So most of the time, code like this comes back to slap yourself in the face when you have written bugs during the implementation stage. Meaning it could also be used as a debug technique: the program you are writing tells you when you have written bugs.
EDIT
Regarding why else is not needed after every single if:
An if-else or if-else if-else completely covers all possible values that a variable can have. But a plain if statement is not necessarily there to cover all possible values, it has a much broader usage. Most often you just wish to check a certain condition and if it is not met, then do nothing. Then it is simply not meaningful to write defensive programming to cover the else case.
Plus it would clutter up the code completely if you wrote an empty else after each and every if.
MISRA-C:2012 15.7 gives no rationale why else is not needed, it just states:
Note: a final else statement is not required for a simple if
statement.
Your company followed MISRA coding guidance. There are a few versions of these guidelines that contain this rule, but from MISRA-C:2004†:
Rule 14.10 (required): All if … else if constructs shall be terminated
with an else clause.
This rule applies whenever an if statement is followed by one or more
else if statements; the final else if shall be followed by an else
statement. In the case of a simple if statement then the else
statement need not be included. The requirement for a final else
statement is defensive programming. The else statement shall either
take appropriate action or contain a suitable comment as to why no
action is taken. This is consistent with the requirement to have a
final default clause in a switch statement. For example this code
is a simple if statement:
if ( x < 0 )
{
log_error(3);
x = 0;
} /* else not needed */
whereas the following code demonstrates an if, else if construct
if ( x < 0 )
{
log_error(3);
x = 0;
}
else if ( y < 0 )
{
x = 3;
}
else /* this else clause is required, even if the */
{ /* programmer expects this will never be reached */
/* no change in value of x */
}
In MISRA-C:2012, which supersedes the 2004 version and is the current recommendation for new projects, the same rule exists but is numbered 15.7.
Example 1:
in a single if statement programmer may need to check n number of conditions and performs single operation.
if(condition_1 || condition_2 || ... condition_n)
{
//operation_1
}
In a regular usage performing a operation is not needed all the time when if is used.
Example 2:
Here programmer checks n number of conditions and performing multiple operations. In regular usage if..else if is like switch you may need to perform a operation like default. So usage else is needed as per misra standard
if(condition_1 || condition_2 || ... condition_n)
{
//operation_1
}
else if(condition_1 || condition_2 || ... condition_n)
{
//operation_2
}
....
else
{
//default cause
}
† Current and past versions of these publications are available for purchase via the MISRA webstore (via).
This is the equivalent of requiring a default case in every switch.
This extra else will Decrease code coverage of your program.
In my experience with porting linux kernel , or android code to different platform many time we do something wrong and in logcat we see some error like
if ( x < 0 )
{
x = 0;
}
else if ( y < 0 )
{
x = 3;
}
else /* this else clause is required, even if the */
{ /* programmer expects this will never be reached */
/* no change in value of x */
printk(" \n [function or module name]: this should never happen \n");
/* It is always good to mention function/module name with the
logs. If you end up with "this should never happen" message
and the same message is used in many places in the software
it will be hard to track/debug.
*/
}
Only a brief explanation, since I did this all about 5 years ago.

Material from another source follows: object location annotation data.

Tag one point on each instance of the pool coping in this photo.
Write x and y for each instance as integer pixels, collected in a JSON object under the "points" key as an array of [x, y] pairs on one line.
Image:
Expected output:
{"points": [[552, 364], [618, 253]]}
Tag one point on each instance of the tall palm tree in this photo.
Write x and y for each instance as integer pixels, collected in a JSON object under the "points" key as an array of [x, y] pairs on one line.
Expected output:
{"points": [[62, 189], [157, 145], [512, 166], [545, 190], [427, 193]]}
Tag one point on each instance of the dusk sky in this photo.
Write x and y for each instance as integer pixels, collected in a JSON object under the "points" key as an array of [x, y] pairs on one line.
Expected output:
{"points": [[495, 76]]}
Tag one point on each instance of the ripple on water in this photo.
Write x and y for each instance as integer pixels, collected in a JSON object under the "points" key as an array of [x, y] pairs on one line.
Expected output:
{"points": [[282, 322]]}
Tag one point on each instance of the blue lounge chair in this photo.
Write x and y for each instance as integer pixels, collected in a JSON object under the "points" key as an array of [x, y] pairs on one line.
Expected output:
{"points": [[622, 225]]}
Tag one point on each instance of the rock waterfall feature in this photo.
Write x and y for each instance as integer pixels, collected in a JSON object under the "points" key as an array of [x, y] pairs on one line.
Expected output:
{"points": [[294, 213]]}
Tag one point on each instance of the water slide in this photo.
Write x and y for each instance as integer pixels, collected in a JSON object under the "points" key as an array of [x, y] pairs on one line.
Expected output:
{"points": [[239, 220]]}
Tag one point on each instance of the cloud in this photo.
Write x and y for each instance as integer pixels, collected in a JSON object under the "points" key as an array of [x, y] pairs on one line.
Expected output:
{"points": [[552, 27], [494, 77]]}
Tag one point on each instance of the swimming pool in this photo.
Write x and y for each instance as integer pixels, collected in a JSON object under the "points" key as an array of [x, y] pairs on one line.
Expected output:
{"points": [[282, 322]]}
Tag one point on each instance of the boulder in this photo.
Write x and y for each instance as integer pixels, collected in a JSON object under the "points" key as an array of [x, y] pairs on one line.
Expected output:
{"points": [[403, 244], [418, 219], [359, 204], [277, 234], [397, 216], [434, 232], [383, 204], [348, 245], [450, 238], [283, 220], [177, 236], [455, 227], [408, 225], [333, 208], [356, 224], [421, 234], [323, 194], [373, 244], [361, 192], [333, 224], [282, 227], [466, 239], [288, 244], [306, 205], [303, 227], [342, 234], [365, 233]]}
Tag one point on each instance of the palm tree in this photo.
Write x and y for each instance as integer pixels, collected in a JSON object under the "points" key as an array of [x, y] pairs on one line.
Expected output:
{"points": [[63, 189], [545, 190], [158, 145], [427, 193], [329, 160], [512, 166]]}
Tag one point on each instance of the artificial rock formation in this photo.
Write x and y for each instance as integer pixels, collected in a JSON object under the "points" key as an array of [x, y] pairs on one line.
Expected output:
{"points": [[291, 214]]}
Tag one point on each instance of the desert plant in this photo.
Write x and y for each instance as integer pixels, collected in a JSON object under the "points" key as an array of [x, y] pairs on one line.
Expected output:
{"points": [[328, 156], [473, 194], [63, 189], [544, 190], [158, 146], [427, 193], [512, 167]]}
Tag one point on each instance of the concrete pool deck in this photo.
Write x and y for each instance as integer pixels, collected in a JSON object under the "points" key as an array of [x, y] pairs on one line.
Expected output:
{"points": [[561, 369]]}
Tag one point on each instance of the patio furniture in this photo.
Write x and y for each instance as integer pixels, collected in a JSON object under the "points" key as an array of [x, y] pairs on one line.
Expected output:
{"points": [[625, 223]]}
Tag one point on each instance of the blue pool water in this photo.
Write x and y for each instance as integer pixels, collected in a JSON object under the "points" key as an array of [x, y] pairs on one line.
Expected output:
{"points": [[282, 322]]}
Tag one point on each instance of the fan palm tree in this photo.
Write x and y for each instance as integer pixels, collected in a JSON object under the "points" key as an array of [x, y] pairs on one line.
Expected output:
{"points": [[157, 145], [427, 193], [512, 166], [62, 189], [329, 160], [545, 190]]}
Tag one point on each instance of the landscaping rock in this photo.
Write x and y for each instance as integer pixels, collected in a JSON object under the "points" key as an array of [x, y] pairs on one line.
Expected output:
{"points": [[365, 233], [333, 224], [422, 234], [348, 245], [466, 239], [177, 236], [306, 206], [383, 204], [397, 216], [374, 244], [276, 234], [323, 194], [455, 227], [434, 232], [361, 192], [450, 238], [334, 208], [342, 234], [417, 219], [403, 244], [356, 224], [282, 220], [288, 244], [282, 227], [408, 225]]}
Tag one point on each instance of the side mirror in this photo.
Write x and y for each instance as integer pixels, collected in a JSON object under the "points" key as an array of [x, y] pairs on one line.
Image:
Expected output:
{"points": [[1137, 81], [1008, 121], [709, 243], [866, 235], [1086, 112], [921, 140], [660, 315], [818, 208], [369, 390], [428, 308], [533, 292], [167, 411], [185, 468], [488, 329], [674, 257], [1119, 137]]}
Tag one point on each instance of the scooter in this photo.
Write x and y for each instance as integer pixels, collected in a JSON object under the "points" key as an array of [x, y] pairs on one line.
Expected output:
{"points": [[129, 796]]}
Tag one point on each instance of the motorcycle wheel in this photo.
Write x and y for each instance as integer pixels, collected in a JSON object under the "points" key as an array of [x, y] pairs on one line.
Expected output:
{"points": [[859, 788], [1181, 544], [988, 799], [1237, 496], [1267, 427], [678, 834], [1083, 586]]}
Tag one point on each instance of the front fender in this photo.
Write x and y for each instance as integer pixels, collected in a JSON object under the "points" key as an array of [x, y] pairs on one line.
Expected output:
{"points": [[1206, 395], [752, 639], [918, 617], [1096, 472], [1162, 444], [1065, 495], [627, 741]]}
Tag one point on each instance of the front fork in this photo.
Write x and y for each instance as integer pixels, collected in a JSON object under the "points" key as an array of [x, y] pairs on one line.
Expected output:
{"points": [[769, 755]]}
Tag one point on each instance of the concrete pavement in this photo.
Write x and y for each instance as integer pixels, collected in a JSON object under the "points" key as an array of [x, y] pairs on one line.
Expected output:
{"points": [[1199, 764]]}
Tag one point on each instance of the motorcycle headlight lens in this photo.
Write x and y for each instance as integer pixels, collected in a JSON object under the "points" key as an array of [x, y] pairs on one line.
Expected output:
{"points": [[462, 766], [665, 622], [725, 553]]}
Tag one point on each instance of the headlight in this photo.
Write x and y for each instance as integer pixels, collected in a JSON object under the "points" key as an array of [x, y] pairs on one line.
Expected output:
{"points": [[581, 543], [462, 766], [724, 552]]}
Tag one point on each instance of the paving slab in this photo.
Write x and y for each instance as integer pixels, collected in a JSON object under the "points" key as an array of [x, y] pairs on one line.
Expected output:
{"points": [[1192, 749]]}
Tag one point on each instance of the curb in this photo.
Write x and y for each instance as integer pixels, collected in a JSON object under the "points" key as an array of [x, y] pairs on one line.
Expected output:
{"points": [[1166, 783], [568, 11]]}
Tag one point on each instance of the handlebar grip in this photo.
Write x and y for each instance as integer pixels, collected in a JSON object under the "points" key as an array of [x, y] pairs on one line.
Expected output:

There is (with most languages) no syntactic requirement to include "null" else statement (and unnecessary {..}), and in "simple little programs" there is no need. But real programmers don't write "simple little programs", and, just as importantly, they don't write programs that will be used once and then discarded.
When one write an if/else:
if(something)
doSomething;
else
doSomethingElse;
it all seems simple and one hardly sees even the point of adding {..}.
But some day, a few months from now, some other programmer (you would never make such a mistake!) will need to "enhance" the program and will add a statement.
if(something)
doSomething;
else
doSomethingIForgot;
doSomethingElse;
Suddenly doSomethingElse kinda forgets that it's supposed to be in the else leg.
So you're a good little programmer and you always use {..}. But you write:
if(something) {
if(anotherThing) {
doSomething;
}
}
All's well and good until that new kid makes a midnight modification:
if(something) {
if(!notMyThing) {
if(anotherThing) {
doSomething;
}
else {
dontDoAnything; // Because it's not my thing.
}}
}
Yes, it's improperly formatted, but so is half the code in the project, and the "auto formatter" gets bollixed up by all the #ifdef statements. And, of course, the real code is far more complicated than this toy example.
Unfortunately (or not), I've been out of this sort of thing for a few years now, so I don't have a fresh "real" example in mind -- the above is (obviously) contrived and a bit hokey.
This, is done to make the code more readable, for later references and to make it clear, to a later reviewer, that the remaining cases handled by the last else, are do nothing cases, so that they are not overlooked somehow at first sight.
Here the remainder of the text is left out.